Sans photographie avant, il n’existe aucune preuve après. Trois mesures doivent être archivées et horodatées, dans un document immuable.

  • Le positionnement sur un panel figé de 50 à 200 mots clés stratégiques, ventilés par silo et par intention (informationnelle, commerciale, transactionnelle)
  • Les métriques de performance par gabarit : trafic organique, taux de conversion, panier moyen et chiffre d’affaires organique pour l’accueil, les catégories, les fiches produit, le blog
  • Les Core Web Vitals du terrain (données CrUX) et du laboratoire, sur mobile et sur ordinateur, pour chaque gabarit

4. Préparer et tester la préproduction

  • Environnement de recette protégé par authentification HTTP, jamais par un simple robots.txt en disallow, sous peine de fuite dans l’index
  • Crawl complet de la préproduction : contrôle des balises title, meta description, hiérarchie des titres, canoniques, hreflang, balises de pagination
  • Vérification du rendu JavaScript : le contenu commercial et les liens internes doivent être présents dans le HTML servi, ou rendus de façon fiable
  • Contrôle des données structurées : Product, Offer, AggregateRating, BreadcrumbList, Organization, FAQPage selon les gabarits
  • Test intégral du plan de redirection en mode liste sur la préproduction, avec vérification du code HTTP, de l’absence de chaîne de redirection et de la pertinence de la destination
  • Contrôle du contenu : aucun gabarit ne doit perdre plus de 20 % de son volume textuel utile par rapport à l’ancien site

Le contrôle du volume de contenu est l’angle mort classique des refontes menées par le design. Une nouvelle maquette « épurée » qui supprime 600 mots de description sur une page catégorie qui rankait supprime aussi la raison pour laquelle elle rankait.

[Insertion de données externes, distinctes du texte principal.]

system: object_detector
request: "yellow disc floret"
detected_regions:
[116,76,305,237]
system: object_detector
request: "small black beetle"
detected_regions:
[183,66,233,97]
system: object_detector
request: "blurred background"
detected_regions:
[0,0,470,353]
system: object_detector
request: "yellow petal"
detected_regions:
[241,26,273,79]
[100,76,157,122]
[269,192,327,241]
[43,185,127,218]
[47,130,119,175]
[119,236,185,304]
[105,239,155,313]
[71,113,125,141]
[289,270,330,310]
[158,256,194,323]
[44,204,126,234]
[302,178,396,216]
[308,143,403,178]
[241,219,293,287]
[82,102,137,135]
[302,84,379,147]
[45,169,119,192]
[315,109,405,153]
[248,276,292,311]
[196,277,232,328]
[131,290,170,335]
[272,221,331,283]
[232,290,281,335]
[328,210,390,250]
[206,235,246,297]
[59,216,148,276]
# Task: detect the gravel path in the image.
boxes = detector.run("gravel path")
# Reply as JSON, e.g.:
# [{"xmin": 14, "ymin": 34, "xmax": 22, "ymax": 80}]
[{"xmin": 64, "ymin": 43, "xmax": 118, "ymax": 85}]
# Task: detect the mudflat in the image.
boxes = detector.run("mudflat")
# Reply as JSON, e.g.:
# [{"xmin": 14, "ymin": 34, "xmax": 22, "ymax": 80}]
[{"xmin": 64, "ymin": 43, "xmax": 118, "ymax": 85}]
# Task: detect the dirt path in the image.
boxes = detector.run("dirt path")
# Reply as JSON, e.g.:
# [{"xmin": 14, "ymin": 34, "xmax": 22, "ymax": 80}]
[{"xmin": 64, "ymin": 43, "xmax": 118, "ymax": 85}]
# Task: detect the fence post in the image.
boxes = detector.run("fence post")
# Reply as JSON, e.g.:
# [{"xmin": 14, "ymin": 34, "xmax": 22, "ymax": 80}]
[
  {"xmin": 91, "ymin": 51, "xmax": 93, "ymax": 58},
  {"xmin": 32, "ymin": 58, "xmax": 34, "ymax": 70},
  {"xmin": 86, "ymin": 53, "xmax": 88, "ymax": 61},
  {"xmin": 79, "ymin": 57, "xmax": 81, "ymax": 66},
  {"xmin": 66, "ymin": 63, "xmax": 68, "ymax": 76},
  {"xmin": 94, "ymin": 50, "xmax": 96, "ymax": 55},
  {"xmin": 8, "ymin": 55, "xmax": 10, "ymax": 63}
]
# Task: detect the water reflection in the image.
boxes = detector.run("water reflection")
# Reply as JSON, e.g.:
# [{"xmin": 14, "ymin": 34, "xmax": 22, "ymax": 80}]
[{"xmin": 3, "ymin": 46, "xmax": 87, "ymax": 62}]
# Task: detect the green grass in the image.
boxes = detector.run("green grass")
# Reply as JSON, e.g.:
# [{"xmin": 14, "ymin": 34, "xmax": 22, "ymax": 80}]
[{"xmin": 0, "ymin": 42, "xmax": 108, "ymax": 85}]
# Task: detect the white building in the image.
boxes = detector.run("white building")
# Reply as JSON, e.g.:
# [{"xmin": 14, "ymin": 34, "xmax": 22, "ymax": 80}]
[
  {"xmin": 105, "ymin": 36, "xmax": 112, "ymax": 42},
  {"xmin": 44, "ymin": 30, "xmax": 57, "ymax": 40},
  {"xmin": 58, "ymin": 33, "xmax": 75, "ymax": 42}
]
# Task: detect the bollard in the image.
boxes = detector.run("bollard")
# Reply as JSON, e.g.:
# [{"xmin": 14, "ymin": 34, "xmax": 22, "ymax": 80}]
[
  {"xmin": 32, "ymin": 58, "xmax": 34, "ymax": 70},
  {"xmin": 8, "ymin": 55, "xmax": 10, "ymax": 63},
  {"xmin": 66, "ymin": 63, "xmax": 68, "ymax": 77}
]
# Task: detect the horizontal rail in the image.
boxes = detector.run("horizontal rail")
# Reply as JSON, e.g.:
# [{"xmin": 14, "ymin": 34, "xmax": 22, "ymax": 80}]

Phase 2, le jour J : la checklist de bascule

Le jour de la mise en ligne se joue en deux temps : les contrôles bloquants dans les 60 minutes, puis les contrôles de conformité dans les 4 heures. Une bascule sans fenêtre de contrôle formalisée est une bascule à l’aveugle. Programmez la mise en ligne un mardi ou un mercredi matin, jamais un vendredi soir : vous avez besoin de l’équipe technique disponible pendant 72 heures.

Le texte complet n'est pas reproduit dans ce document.